The Data Controller’s partners may be involved in processing Personal Data to a limited extent, particularly entities that technically help operate the Website efficiently, including communication with our Clients (e.g., assisting in sending emails, and in the case of advertising activities – also in marketing campaigns), providers of hosting or IT services, carriers or intermediaries executing Order shipments, entities handling electronic payments or card payments on the Website, entities offering consumer credit agreements, companies that service software, support the Data Controller in marketing campaigns, as well as providers of legal and advisory services.

10. TRANSFER OF DATA TO THIRD COUNTRIES (OUTSIDE THE EUROPEAN ECONOMIC AREA)

As part of the Data Controller’s use of tools supporting its ongoing activities provided, e.g., by Google, the Client’s Personal Data may be transferred to a country outside the European Economic Area where the entity cooperating with it maintains tools for processing Personal Data in cooperation with the Data Controller.

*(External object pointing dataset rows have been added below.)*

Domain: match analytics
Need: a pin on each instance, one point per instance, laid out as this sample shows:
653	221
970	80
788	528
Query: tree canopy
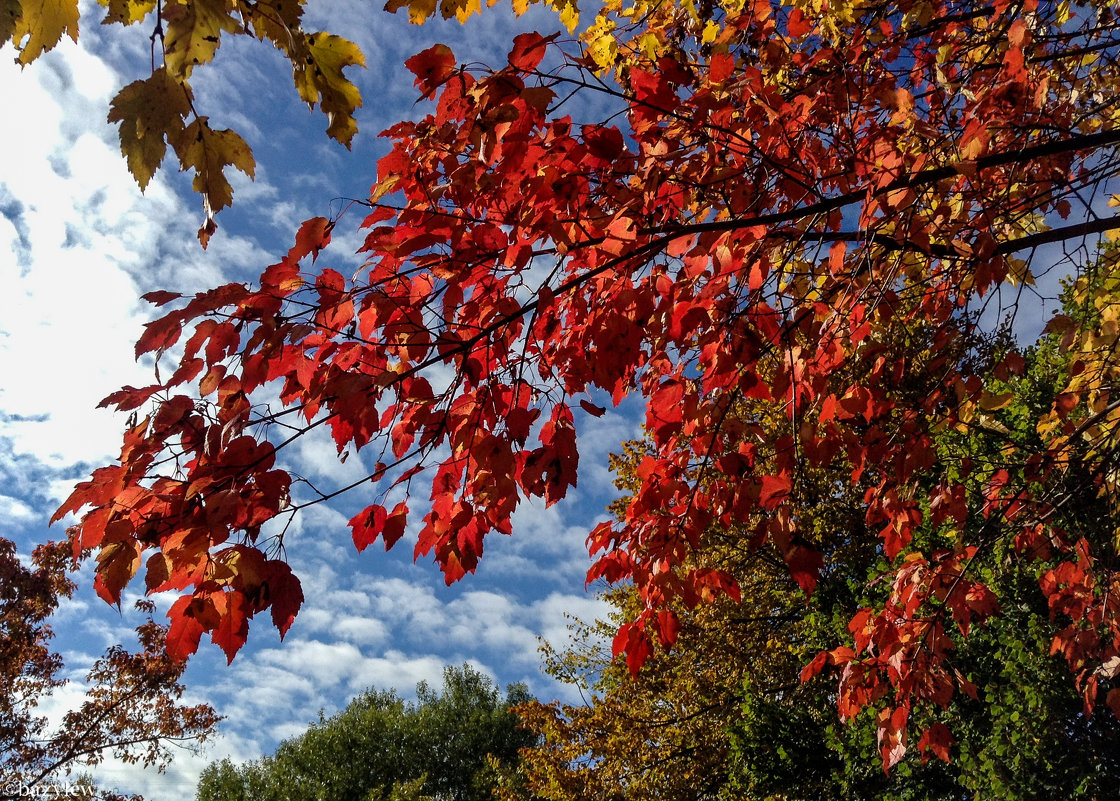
131	709
725	715
458	744
833	210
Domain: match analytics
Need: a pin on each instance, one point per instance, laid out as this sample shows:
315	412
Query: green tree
725	713
131	709
457	744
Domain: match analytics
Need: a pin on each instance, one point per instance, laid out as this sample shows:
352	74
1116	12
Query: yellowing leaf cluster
158	111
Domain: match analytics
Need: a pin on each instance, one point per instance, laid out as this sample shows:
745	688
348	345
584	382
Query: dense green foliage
725	715
459	744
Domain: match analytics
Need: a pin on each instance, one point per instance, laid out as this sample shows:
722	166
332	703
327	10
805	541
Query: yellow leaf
319	78
419	10
10	12
208	152
193	33
39	25
459	9
995	402
569	14
127	11
150	112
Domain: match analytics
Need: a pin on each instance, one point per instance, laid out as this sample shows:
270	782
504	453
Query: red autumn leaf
159	335
431	67
367	524
185	631
774	491
160	298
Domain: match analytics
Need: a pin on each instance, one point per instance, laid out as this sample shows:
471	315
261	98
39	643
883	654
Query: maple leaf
208	152
151	113
37	27
127	11
194	33
431	67
319	80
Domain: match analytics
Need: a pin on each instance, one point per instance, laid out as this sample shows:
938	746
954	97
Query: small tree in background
458	744
131	709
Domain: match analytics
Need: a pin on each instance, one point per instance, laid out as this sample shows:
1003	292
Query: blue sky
80	243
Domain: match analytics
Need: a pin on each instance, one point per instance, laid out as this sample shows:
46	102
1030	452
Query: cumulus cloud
80	243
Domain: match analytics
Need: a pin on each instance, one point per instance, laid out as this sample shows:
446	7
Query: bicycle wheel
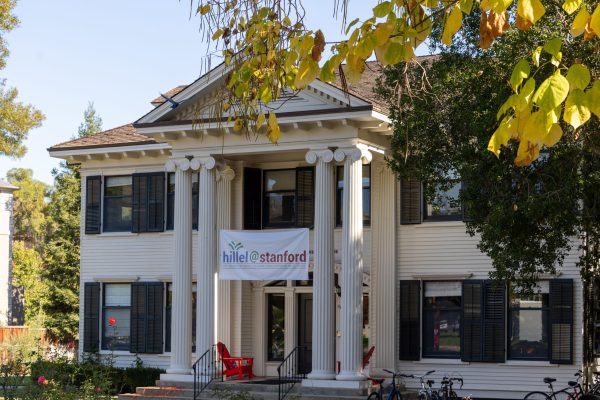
536	396
374	396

Appropriate safeguards for the transferred Personal Data have been provided by the Data Controller through the use of standard data protection clauses adopted by a European Commission decision and data processing agreements that meet GDPR requirements. When transferring data to countries outside the European Economic Area, we make every effort to ensure that our partners provide an adequate level of protection by taking additional security measures for Personal Data.

11. CLIENT RIGHTS

Each Client has the right, at any time, to:

a) lodge a complaint with the President of the Office for Personal Data Protection (ul. Stawki 2, 00-193 Warsaw);

b) transfer Personal Data provided to the Data Controller, which are processed automatically and based on consent or an agreement, e.g., to another controller;

c) access Personal Data (including, e.g., receiving information about what Personal Data is being processed or copies of it);

d) request the correction, restriction of processing (e.g., if Personal Data is incorrect), or deletion of Personal Data (e.g., if it was processed unlawfully);

e) withdraw any consent given to the Data Controller at any time, whereby the withdrawal of consent does not affect the legality of processing carried out by the Data Controller based on consent before its withdrawal;

f) object to the processing of their Personal Data for the legitimate interests of the Data Controller or a third party (if there are no other overriding legitimate grounds for the processing). If the Personal Data is processed for direct marketing purposes, the Client has the right to object at any time to the processing of their Personal Data for such marketing, including profiling, to the extent that the processing is related to such direct marketing – in such cases, the Personal Data must no longer be processed for these purposes.

12. DATA SECURITY

The Data Controller, considering the state of the art, the cost of implementation, the nature, scope, context, and purposes of processing, and the risk of violating the rights or freedoms of individuals of varying likelihood and severity, applies appropriate technical and organizational measures ensuring the protection of the processed Personal Data appropriate to the threats and the category of data subject to protection, and in particular, protects the data from unauthorized access, acquisition by an unauthorized person, processing in violation of applicable regulations, and alteration, loss, damage, or destruction. Disclosing externally information about the technical and organizational measures ensuring the protection of processing may weaken their effectiveness, thus threatening the proper protection of Personal Data.

The Data Controller appropriately provides, for example, the following technical measures to prevent the unauthorized acquisition and modification of Personal Data transmitted electronically:

a) protecting the data set from unauthorized access.

The Privacy Policy is effective as of July 1, 2024.